Friday, December 8, 2023

Proxmox VE Cluster - Chapter 020 - Architecture 1.0 Review and Future Directions

Proxmox VE Cluster - Chapter 020 - Architecture 1.0 Review and Future Directions


A voyage of adventure, moving a diverse workload running on OpenStack, Harvester, and RKE2 K8S clusters over to a Proxmox VE cluster.


What worked

So far, everything.  And it all works better than I expected, and was generally less of a headache than I anticipated.  Performance is vastly better than OpenStack for various design and overall architectural reasons.

How long it took

I am writing these blog posts in a non-linear fashion so the final editing of this post is being done on a CEPH cluster with HA and the new software defined networking system and quite a few other interesting items, most of which already have rough draft blog posts.

However, if you believe Clockify, over the course of half a year of hobby-scale effort, I have logged 125 hours, 57 minutes, and 52 seconds getting to this point.  So, around "three weeks full time labor" to convert a small OpenStack cluster to a medium size half-way-configured Proxmox VE cluster.  I believe this is about half the time it took to convert from VMware to OpenStack a couple years back.

Future Adventures

This is just a list of topics you can expect to see in blog posts and Spring City Solutions Youtube videos probably after the holidays or in late winter / early spring:  Setting up and upgrading CEPH.  Optimizing memory, CPU, storage.  Adding the new SDN feature.  Open vSwitch and Netgear hardware QoS.  Connecting Ansible and probably Terraform to Proxmox.  Monitoring using Observium, Zabbix, and Elasticsearch.  Setting up Rancher and RKE2 production clusters on top of Proxmox.  Backups using the Proxmox Backup Server product.  Cloud-init, will I ever it it working the way I want it to work?  HA High Availability, unfortunately I can verify this software feature works excellently during hardware failures.  USB pass thru.  

Most of the stuff listed above is done or in process, and already partially documented in rough draft blog posts.  CEPH integration, for example, has been unimaginably cool.


Anyway, thanks for reading and have a great day!

Wednesday, December 6, 2023

Proxmox VE Cluster - Chapter 019 - Proxmox Operations

Proxmox VE Cluster - Chapter 019 - Proxmox Operations


A voyage of adventure, moving a diverse workload running on OpenStack, Harvester, and RKE2 K8S clusters over to a Proxmox VE cluster.


Proxmox Operations is a broad and complicated topic.
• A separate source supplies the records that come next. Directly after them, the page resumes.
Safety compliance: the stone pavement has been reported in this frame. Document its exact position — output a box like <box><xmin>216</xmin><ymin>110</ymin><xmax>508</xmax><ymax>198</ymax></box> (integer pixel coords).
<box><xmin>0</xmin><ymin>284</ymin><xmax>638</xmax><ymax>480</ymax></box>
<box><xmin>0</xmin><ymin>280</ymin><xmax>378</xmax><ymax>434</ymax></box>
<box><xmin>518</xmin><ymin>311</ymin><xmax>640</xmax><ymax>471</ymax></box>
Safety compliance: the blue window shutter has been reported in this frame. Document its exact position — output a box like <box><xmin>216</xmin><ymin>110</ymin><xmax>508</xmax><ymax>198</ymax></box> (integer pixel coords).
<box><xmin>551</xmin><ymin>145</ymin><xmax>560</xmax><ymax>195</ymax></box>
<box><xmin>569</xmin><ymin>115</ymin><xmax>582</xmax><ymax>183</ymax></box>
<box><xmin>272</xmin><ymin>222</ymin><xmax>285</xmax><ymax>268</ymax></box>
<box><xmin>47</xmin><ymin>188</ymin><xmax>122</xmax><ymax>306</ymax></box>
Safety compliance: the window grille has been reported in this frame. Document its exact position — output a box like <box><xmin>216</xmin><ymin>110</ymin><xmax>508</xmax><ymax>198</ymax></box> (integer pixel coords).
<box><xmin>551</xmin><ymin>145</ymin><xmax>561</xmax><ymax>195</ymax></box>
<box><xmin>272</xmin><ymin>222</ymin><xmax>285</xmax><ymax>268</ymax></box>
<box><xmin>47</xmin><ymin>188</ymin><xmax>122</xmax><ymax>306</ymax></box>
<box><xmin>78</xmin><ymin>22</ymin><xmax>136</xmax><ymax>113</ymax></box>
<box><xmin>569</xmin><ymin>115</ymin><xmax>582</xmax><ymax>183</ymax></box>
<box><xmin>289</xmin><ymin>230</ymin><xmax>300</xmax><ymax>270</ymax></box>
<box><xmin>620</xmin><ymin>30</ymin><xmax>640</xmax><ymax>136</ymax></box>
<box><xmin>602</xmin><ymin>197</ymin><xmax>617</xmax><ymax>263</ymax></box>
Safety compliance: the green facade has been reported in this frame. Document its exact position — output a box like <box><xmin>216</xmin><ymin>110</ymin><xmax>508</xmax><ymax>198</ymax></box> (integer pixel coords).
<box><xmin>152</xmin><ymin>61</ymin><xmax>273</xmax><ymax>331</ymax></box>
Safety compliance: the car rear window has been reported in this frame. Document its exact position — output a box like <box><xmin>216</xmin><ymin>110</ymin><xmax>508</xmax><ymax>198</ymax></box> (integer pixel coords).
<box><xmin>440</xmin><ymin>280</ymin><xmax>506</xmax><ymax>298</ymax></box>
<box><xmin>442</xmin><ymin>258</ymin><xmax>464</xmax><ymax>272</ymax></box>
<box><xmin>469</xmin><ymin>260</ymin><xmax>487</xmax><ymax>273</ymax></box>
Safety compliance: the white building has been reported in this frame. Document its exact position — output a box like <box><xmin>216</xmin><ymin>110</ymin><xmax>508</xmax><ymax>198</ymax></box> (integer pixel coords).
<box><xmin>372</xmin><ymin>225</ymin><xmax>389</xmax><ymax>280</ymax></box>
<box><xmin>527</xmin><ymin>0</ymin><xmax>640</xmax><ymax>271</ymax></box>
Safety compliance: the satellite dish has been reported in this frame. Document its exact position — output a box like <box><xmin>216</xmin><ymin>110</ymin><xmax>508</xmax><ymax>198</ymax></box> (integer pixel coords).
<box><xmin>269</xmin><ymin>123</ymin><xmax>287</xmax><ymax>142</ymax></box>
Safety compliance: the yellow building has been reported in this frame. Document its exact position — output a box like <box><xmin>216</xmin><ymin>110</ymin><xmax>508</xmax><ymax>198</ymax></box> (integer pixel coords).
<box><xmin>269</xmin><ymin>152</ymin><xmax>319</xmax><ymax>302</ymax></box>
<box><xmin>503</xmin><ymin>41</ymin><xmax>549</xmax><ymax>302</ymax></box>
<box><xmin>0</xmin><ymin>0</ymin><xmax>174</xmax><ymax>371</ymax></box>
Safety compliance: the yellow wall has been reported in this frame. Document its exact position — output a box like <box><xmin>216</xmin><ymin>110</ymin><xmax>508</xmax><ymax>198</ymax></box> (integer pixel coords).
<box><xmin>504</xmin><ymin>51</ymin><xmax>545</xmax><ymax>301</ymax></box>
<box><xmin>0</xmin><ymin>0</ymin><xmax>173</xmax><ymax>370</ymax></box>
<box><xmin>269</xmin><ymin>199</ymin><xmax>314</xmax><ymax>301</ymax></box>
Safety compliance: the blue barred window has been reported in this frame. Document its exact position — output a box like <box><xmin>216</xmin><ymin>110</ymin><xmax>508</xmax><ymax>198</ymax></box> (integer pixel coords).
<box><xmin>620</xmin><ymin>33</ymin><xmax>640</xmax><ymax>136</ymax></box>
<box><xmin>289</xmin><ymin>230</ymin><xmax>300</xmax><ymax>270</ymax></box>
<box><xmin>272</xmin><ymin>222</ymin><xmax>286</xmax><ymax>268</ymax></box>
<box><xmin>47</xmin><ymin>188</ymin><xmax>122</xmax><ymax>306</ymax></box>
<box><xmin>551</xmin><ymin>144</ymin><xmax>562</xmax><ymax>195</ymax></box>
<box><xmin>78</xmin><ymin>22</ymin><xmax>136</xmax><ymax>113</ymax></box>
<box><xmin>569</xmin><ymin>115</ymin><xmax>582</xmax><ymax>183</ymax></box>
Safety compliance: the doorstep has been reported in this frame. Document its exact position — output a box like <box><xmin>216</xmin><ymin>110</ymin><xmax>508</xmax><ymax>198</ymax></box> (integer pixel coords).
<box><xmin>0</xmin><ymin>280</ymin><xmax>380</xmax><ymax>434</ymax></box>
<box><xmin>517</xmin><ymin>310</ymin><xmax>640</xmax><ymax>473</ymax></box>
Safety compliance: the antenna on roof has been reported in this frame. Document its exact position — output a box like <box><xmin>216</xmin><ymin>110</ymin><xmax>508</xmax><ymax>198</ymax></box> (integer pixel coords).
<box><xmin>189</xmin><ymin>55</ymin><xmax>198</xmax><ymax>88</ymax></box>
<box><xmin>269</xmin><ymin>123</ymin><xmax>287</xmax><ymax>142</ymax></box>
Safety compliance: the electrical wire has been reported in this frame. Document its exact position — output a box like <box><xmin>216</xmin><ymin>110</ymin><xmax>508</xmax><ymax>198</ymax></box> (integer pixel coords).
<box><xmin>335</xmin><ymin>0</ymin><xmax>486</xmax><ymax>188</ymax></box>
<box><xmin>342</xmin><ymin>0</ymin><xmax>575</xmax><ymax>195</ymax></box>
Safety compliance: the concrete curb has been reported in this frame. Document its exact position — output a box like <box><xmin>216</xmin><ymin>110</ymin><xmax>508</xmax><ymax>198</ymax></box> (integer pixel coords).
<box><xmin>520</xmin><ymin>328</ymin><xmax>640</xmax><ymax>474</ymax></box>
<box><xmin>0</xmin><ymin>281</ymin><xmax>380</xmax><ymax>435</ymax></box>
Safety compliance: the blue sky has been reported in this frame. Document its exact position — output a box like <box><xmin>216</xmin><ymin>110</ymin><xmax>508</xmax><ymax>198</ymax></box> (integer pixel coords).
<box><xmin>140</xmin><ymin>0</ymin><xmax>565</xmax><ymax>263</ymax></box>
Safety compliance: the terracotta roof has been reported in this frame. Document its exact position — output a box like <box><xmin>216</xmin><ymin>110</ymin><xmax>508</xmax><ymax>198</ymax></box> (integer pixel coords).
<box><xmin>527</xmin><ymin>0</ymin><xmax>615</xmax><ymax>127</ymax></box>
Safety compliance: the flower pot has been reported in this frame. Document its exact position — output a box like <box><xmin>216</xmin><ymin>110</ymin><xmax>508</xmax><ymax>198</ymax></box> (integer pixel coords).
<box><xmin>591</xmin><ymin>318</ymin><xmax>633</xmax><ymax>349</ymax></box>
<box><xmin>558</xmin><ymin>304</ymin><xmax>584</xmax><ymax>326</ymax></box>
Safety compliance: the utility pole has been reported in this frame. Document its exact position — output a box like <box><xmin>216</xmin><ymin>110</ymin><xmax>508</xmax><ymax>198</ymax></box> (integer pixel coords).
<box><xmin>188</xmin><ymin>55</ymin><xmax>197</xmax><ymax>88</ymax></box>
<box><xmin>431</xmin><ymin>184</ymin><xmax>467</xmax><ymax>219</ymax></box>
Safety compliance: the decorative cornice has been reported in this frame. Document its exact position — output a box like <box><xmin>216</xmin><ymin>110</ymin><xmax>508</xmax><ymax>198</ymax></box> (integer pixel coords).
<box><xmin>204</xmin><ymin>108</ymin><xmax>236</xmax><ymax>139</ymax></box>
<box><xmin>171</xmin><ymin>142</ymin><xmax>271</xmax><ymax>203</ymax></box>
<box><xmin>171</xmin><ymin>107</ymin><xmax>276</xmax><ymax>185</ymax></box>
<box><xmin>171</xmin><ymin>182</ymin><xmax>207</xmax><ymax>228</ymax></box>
Day to day operations are performed ALMOST entirely in the web GUI, with very few visits to the CLI.  I have years of experience with VMware and OpenStack, and weeks, maybe even months of experience with Proxmox, so let's compare the experience:

  • VMware:  vSphere is installed on the cluster as an image, and as an incredibly expensive piece of licensed software, you get one (maybe two, depending on HA success) installation of vSphere and you get to hope it works.  Backup, restore, upgrades, and installation work about as well as you expect for "enterprise" grade software.
  • OpenStack: Horizon is installed on the controller and the controller is NOT part of the cluster.  It's free, feel free to install multiple controllers although I never operated that way.  Its expensive in terms of hardware as the core assumptions of the design assume you're throwing a rather large cloud, not a couple hosts in a rack.  Upgrades are terrifying and moderately painful and long process.  The kolla-ansible solution of running it all in containers is interesting although it replaces the un-troubleshoot-able complication of bare metal installation with an equal level of un-troubleshoot-able complication of Docker containers.
  • Proxmox VE: Every VE node has a web front end to do CRUD operations against the shared cluster configuration database.  The VE system magically synchronizes the hardware to match the configuration database.  Very cool design and 100% reliable so far.  Scalability is excellent; whereas OpenStack assumes you're rolling in with a minimum of a dozen or so nodes, Proxmox works from as low as one isolated node.
An interesting operational note is the UI on Proxmox is more "polished" and "professional" and "complete" than either alternative.  Usually FOSS has a reputation for inadequate UI but Proxmox has the best UI of the three.

Upgrades

Lets consider one operational task.  Upgrades.  Proxmox is essentially a Debian Linux installation with a bunch of Proxmox specific packages installed on top of it.  Not all that different from installing Docker or ElasticSearch from upstream.  I try to upgrade every node in the cluster at least monthly, the less stuff that changes per upgrade the less "exciting" the upgrade.  The level of excitement and drama and stress scales exponentially with the number of upgraded software packages with Debian-based operating systems in general.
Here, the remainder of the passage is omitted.